Recentemente foram publicados os resultados de uma outra coorte ainda maior, o registro KorAHF, que avaliou 2.761 pacientes admitidos por ICAD e não encontrou diferença entre o TPF precoce (< 60 min.) ou o tardio (> 60 min.) nos desfechos de morte intra-hospitalar ou pós-alta. O KorAHF utilizou um follow-up razoavelmente longo (≥ 3 anos) aliado a um escore de propensão para tentar atenuar possíveis fatores de confusão. Entretanto, há uma série de limitações típicas de estudos observacionais.
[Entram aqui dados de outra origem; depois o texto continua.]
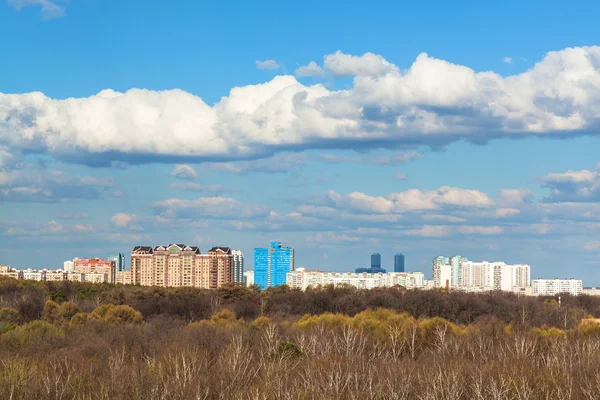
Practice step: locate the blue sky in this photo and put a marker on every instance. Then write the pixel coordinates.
(341, 129)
Ambos os registros REALITY-AHF e KorAHF examinaram o mesmo assunto com desenhos parecidos, mas encontraram resultados opostos. Questões metodológicas como diferenças na coleta de dados, nas populações dos estudos ou nas práticas clínicas adotadas em diferentes países poderiam explicar esses resultados. Entretanto, embora existam algumas diferenças entre as características dos pacientes do KorAHF e do REALITY-AHF, ambos tinham populações asiáticas orientais com perfis de risco comparáveis. Outras diferenças podem não ser tão evidentes a partir dos dados apresentados, ou ainda, estarem relacionadas ao acaso.
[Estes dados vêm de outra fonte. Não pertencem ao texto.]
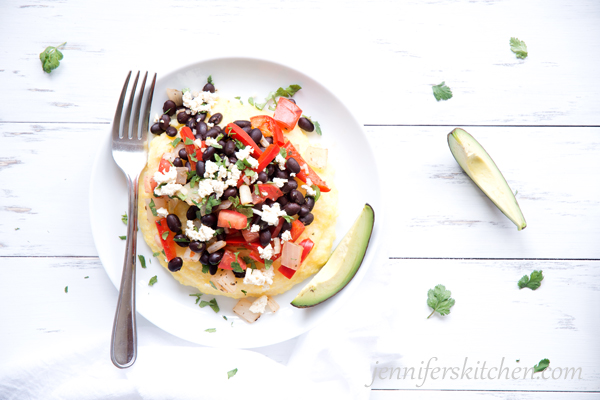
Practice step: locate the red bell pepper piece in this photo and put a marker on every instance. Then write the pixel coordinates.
(297, 229)
(168, 243)
(242, 136)
(287, 114)
(302, 175)
(287, 272)
(268, 127)
(307, 244)
(186, 136)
Os editoriais que acompanham o KorAHF  e o REALITY-AHF foram escritos pelos mesmos autores e sugerem que a ICAD é, na maioria das vezes, um processo “subagudo” desencadeada por um gatilho remoto, seguido por congestão gradualmente progressiva e reversível com diureticoterapia. De acordo com essa lógica, há um intervalo de tempo relativamente longo entre o gatilho e a ICAD manifesta e, portanto, o impacto do TPF em desfechos clínicos de IC seria menor que o da abertura de uma coronária agudamente ocluída no IAM com supra. Outra consideração importante é a complexidade do processo de descompensação da IC, que é conduzido por mecanismos patológicos heterogêneos que variam entre os doentes.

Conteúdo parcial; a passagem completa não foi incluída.